Do today’s models for cost recovery factor in the explicit and implicit financial benefits of resiliency?  No.  Cost recovery considers financial impacts of an investment to the cost of electricity for ratepayers by various residential, commercial, industrial, and agricultural categories.  Cost recovery does attempt to factor in reliability, but there is growing evidence that the costs of outages and the benefits of avoidance are miscalculated and often underestimated.  Some studies have been done on what is called the Value of Service (VOS) to true up the real costs of electricity service interruptions to customers.   This study from Lawrence Berkeley National Lab in particular is important reading understand why utility and regulatory approaches to Smart Grid investment decisions should include VOS considerations.  First, the study examines methodologies for developing outage costs and identifies problems and the best approach.  Second, it concludes that a reduction in the frequency of outages has higher value than the reduction in durations of outages.   That is an important attribute of distributed energy resources (DER) advocated by transactive grid proponents – DER reduces the number of outages that impact customers because it builds grid resiliency.
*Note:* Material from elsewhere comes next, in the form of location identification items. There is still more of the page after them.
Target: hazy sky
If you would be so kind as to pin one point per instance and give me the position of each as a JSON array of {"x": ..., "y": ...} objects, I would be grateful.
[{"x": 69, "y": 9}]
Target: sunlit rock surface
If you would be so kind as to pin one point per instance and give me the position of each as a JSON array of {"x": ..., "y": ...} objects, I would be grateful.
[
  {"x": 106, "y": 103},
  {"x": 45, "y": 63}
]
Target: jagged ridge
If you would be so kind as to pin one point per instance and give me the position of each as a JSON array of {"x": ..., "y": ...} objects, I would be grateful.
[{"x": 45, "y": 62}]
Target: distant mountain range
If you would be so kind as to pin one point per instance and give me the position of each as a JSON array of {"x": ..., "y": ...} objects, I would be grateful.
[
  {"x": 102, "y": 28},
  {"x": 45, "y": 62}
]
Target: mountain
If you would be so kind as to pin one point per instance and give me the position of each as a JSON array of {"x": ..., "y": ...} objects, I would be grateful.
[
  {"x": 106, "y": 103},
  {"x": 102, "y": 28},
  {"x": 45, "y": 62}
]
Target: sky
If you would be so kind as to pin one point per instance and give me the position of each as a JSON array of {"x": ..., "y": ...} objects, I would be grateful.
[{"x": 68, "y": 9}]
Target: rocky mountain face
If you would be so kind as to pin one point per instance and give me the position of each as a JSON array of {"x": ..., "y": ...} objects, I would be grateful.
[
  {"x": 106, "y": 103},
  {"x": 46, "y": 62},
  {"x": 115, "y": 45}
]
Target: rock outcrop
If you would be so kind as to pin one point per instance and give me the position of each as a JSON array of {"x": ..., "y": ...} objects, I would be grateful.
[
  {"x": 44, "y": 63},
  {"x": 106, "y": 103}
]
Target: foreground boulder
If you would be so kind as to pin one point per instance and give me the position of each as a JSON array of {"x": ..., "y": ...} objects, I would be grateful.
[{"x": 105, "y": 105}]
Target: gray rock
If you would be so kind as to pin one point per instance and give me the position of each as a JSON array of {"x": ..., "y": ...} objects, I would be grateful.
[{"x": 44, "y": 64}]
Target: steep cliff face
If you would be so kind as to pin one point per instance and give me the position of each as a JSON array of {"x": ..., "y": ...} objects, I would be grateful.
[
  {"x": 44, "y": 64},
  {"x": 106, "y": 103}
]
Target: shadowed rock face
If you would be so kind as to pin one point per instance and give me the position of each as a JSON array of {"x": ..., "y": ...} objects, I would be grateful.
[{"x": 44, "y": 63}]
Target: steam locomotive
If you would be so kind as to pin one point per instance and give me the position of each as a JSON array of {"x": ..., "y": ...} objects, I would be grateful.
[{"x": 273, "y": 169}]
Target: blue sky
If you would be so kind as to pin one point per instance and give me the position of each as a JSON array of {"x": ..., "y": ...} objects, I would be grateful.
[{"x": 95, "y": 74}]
Obtaining an accurate assessment of the costs of outages helps guide Smart Grid investments.  Understanding the costs of frequency versus duration of outages will help utilities appreciate the economic and societal benefits of grid resiliency.  That in turn opens up new possibilities for not only determining the prioritization of investments, but how to assess the costs of distribution grid upgrades across customers.  Perhaps we’ll see future tariffs that offer what we call Quality of Service (QoS) in telecommunications – and customers may opt to pay a premium for guaranteed electricity uptime, thereby defraying the investment costs of building grid resiliency in their immediate distribution configurations.   For instance, a residential customer with a serious wine cellar may opt to pay a monthly premium for no downtime in electricity service rather than risk cooking their collection in an outage.  It would be an interesting market-based and probably cleaner alternative to that customer purchasing a diesel generator to preserve their wine cellar.  It could open up new scenarios for utilities and third parties to lease renewable generation and energy storage installations to customers who then get exclusive use of that electricity if the distribution grid experiences outages.
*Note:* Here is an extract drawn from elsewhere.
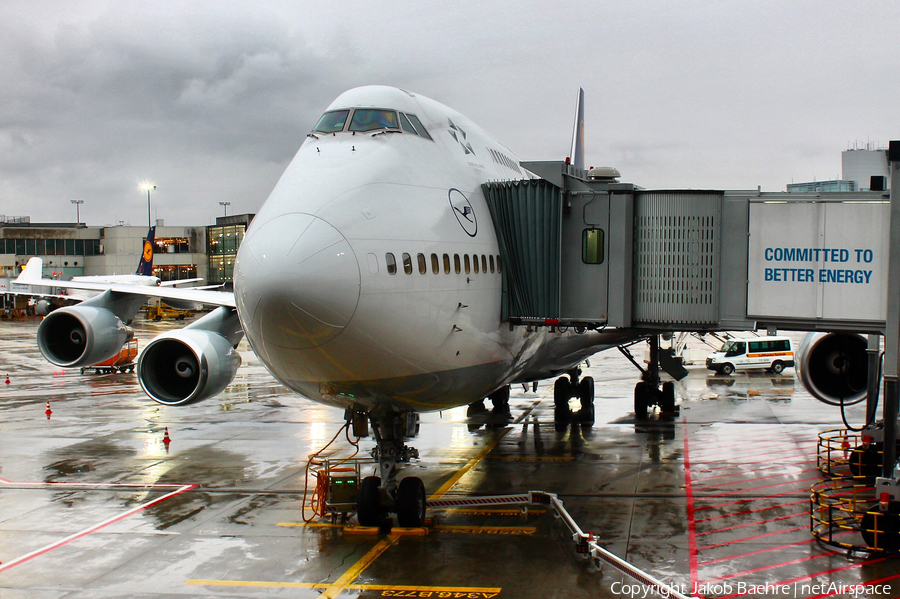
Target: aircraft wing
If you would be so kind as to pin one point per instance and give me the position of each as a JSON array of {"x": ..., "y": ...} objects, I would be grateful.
[{"x": 31, "y": 276}]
The Smart Grid can be built to be a reliable and resilient grid.  We need to include VOS calculations in Smart Grid investment assessments and how VOS factors into recognition of the quantifiable benefits of grid resiliency, transactive grids, and new paradigms for electricity QOS valuations.  Perhaps a more realistic understanding of the true costs of outages will reorient our evaluations of the most bang for the buck in Smart Grid investments.